Писатель нашего будущего
(братья Стругацкие)
28 августа 2015 года исполнилось бы 90 лет Аркадию Стругацкому. Его не стало 12 октября 1991 года, и тогда же прекратил существование и писатель братья Стругацкие. Борис пережил старшего брата более чем на двадцать лет (1933–2012), без пафоса, тихо, но твердо и внятно обозначая присутствие Стругацких в нашей жизни, однако никогда ничего от общего имени не публикуя. Они, немногие из писателей-современников, обладали абсолютным нравственным авторитетом, хотя за пределы литературного творчества практически никогда не выходили.
Прекращение творческого пути писателя братья Стругацкие было закономерно и симптоматично. Все, о чем они писали, дышало и жило жизнью 1960-1980-х годов. Просто делалось это иначе, чем в «большой» литературе. Писатель братья Стругацкие для отечественной культуры второй половины XX века важнее и более, чем писатель. Это культовая фигура – таковой они остаются и теперь, в новых форматах (фан-клубы, фановские издания, фанфикшэн, компьютерные игры по мотивам произведений).

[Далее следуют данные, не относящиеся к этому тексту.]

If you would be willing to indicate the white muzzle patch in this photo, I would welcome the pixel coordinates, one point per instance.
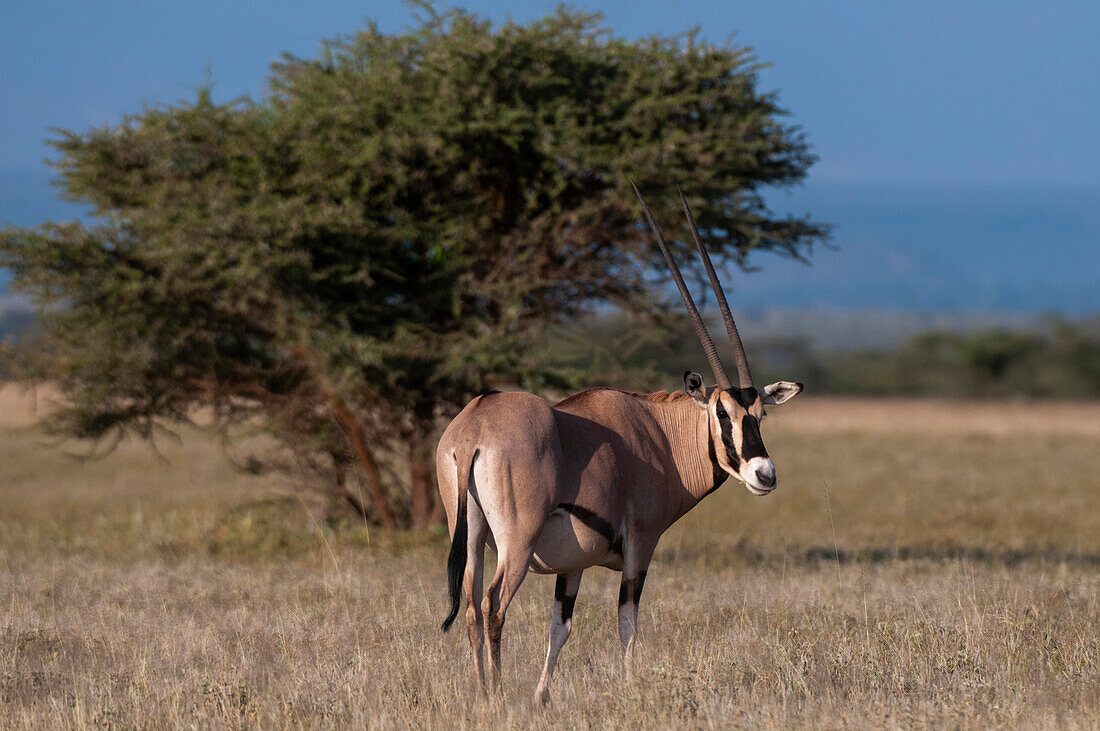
(758, 475)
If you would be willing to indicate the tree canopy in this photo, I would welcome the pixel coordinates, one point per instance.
(389, 229)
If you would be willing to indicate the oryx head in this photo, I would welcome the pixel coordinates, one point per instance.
(734, 413)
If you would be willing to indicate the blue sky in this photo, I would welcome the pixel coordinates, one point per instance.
(959, 143)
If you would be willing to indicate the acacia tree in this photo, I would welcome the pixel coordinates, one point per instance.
(386, 232)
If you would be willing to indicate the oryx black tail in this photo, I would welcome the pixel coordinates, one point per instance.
(457, 561)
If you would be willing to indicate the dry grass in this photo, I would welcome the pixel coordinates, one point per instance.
(963, 590)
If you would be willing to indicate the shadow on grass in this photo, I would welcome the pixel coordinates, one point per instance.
(746, 554)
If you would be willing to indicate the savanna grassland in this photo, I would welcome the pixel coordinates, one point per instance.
(923, 564)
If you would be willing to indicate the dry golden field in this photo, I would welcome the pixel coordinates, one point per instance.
(923, 564)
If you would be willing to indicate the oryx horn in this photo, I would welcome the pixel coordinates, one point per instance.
(704, 338)
(735, 340)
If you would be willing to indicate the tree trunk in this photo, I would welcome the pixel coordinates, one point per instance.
(420, 490)
(381, 505)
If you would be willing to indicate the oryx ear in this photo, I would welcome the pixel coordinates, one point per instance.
(781, 391)
(694, 386)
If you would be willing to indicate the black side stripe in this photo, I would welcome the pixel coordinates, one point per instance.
(596, 523)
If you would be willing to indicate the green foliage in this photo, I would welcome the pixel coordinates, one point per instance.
(393, 225)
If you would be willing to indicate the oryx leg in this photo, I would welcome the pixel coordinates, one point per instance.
(472, 584)
(510, 571)
(561, 622)
(635, 565)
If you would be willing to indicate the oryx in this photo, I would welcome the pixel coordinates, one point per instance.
(593, 480)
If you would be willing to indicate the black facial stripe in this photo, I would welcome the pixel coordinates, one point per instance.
(719, 474)
(727, 440)
(562, 598)
(594, 522)
(751, 444)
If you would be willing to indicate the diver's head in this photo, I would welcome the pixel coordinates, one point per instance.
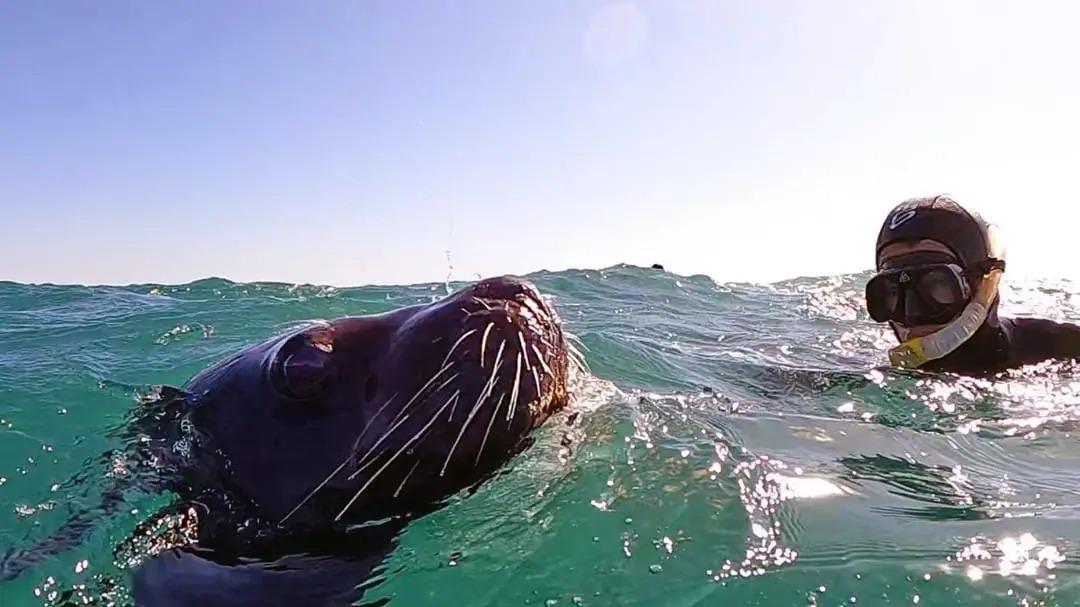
(937, 267)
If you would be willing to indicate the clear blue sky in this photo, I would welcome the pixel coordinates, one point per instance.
(351, 143)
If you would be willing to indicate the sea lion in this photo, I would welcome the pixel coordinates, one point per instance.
(324, 442)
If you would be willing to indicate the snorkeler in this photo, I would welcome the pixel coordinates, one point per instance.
(936, 285)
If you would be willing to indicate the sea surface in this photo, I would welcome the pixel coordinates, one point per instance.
(738, 444)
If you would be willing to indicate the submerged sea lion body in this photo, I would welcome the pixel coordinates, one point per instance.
(300, 458)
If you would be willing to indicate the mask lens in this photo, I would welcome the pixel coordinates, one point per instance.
(941, 286)
(916, 296)
(882, 296)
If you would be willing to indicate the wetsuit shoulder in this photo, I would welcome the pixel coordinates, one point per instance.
(1039, 339)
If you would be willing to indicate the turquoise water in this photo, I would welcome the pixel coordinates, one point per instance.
(738, 444)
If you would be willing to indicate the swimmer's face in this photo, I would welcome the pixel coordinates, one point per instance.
(893, 255)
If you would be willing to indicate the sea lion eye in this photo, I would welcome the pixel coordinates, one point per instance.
(302, 366)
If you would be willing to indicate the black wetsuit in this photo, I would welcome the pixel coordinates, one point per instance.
(1004, 344)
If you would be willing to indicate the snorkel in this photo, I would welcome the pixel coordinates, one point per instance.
(920, 350)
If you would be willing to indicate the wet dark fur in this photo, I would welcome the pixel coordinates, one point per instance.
(298, 460)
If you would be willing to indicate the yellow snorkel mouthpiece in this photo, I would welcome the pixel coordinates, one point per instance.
(920, 350)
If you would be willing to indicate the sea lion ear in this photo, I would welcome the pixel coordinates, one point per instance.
(302, 367)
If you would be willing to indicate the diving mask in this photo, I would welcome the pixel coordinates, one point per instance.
(920, 350)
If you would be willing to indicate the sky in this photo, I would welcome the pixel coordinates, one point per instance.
(387, 142)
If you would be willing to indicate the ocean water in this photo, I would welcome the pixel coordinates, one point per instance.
(737, 444)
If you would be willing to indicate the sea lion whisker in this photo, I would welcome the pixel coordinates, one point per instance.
(525, 351)
(376, 416)
(517, 382)
(364, 462)
(536, 379)
(456, 344)
(422, 388)
(483, 342)
(407, 476)
(488, 431)
(542, 363)
(391, 460)
(483, 394)
(315, 490)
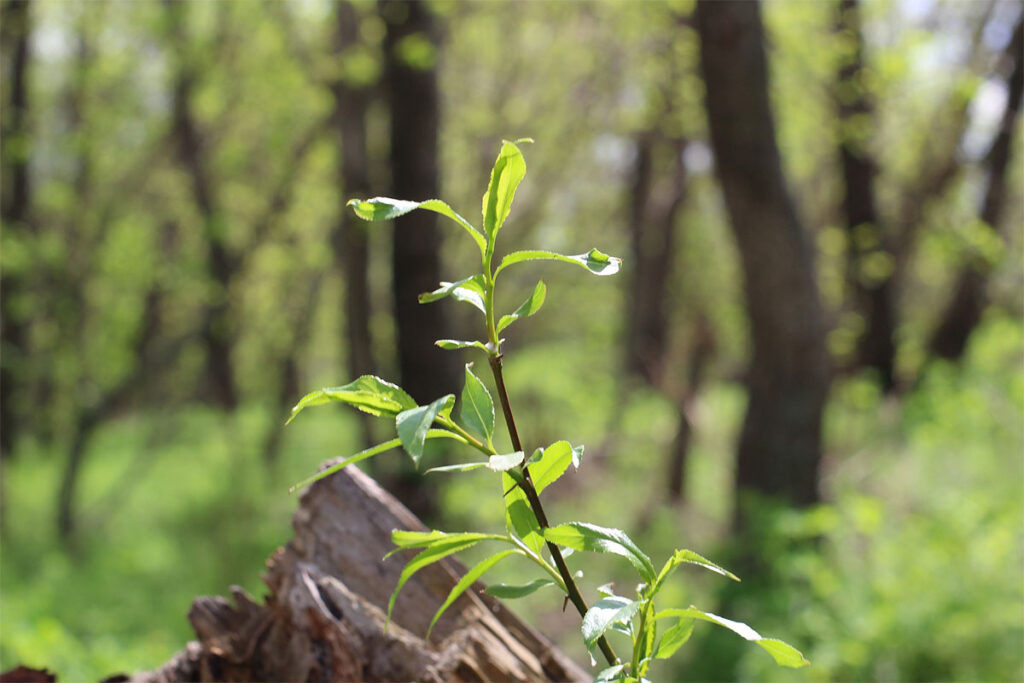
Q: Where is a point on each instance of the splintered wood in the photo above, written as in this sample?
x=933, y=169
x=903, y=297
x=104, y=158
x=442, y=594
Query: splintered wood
x=324, y=617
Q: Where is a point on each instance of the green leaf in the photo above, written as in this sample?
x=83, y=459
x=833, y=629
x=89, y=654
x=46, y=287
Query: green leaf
x=551, y=465
x=783, y=653
x=495, y=463
x=414, y=424
x=674, y=638
x=454, y=344
x=460, y=467
x=477, y=409
x=519, y=517
x=469, y=290
x=595, y=261
x=383, y=208
x=610, y=674
x=512, y=592
x=359, y=457
x=528, y=307
x=368, y=393
x=603, y=614
x=509, y=170
x=404, y=540
x=432, y=554
x=689, y=557
x=581, y=536
x=468, y=580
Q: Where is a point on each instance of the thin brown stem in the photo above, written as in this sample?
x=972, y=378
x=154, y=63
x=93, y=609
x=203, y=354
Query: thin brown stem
x=535, y=503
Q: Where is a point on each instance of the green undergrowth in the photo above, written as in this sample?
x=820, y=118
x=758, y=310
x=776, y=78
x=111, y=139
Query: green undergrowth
x=915, y=571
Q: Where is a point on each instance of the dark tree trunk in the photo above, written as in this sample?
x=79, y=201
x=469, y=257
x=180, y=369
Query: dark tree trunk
x=349, y=235
x=780, y=443
x=701, y=349
x=414, y=101
x=14, y=202
x=872, y=296
x=216, y=329
x=969, y=298
x=653, y=208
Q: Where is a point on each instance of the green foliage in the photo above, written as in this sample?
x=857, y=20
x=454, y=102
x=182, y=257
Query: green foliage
x=522, y=480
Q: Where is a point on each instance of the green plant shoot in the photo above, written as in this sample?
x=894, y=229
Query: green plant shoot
x=653, y=634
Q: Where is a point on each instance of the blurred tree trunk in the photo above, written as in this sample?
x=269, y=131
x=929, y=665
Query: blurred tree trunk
x=192, y=150
x=411, y=46
x=872, y=293
x=964, y=310
x=14, y=203
x=653, y=208
x=701, y=349
x=780, y=443
x=349, y=235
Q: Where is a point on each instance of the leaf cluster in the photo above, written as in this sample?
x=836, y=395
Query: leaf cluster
x=522, y=478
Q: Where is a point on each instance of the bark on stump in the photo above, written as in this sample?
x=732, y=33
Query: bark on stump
x=324, y=617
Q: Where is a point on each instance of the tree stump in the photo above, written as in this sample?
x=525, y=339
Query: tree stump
x=324, y=619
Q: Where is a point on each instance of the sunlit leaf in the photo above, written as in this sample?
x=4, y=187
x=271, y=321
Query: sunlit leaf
x=603, y=613
x=454, y=344
x=477, y=409
x=519, y=517
x=528, y=307
x=783, y=653
x=509, y=170
x=505, y=462
x=459, y=467
x=368, y=393
x=512, y=592
x=469, y=290
x=403, y=540
x=674, y=638
x=468, y=580
x=581, y=536
x=414, y=424
x=689, y=557
x=552, y=464
x=594, y=260
x=432, y=554
x=383, y=208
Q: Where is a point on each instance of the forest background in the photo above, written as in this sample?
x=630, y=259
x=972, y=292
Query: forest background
x=177, y=270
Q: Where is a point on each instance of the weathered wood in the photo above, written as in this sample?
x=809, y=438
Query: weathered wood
x=324, y=619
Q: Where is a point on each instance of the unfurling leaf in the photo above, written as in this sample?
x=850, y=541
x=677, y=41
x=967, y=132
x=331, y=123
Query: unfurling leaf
x=368, y=393
x=432, y=554
x=469, y=290
x=406, y=540
x=359, y=457
x=581, y=536
x=528, y=307
x=477, y=409
x=384, y=208
x=603, y=614
x=594, y=260
x=414, y=424
x=454, y=344
x=468, y=580
x=689, y=557
x=674, y=638
x=509, y=170
x=507, y=592
x=783, y=653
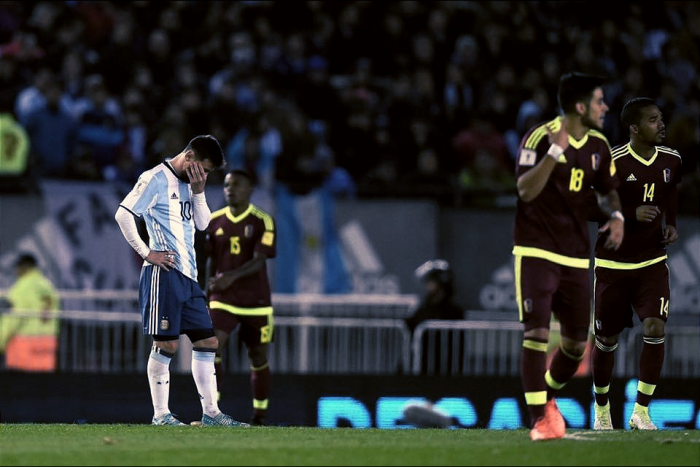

Художник становится культовой фигурой, когда обнаруживает способность материализовать своим творчеством время, сгущать его, придавать ему плоть, форму, объем, максимально концентрировать его интенции. Так, например, Б. Окуджава – культовая фигура 1960-х («возьмемся за руки, друзья»), В. Высоцкий – 1970-х («лягу на дно как подводная лодка, чтоб не могли запеленговать»). Этот особый дар, присущ он и Стругацким. Но есть и своя особенность: они – фантасты.
Научная фантастика – отдельный департамент литературы, возникший в конце XIX века и просуществовавший до конца XX, пока новейшие технологии не реализовали все, что научная фантастика придумала. Фантастика яростно нахлестывала косную мысль, гнала ленивый человеческий ум за границы воображения. А когда все оказалось изобретено или вот-вот будет изобретено, уступила место фэнтези – изощренной и злой форме социально-физиологического пастиша, отразившего тягу к мистицизму, пришедшему на смену тяги к знанию.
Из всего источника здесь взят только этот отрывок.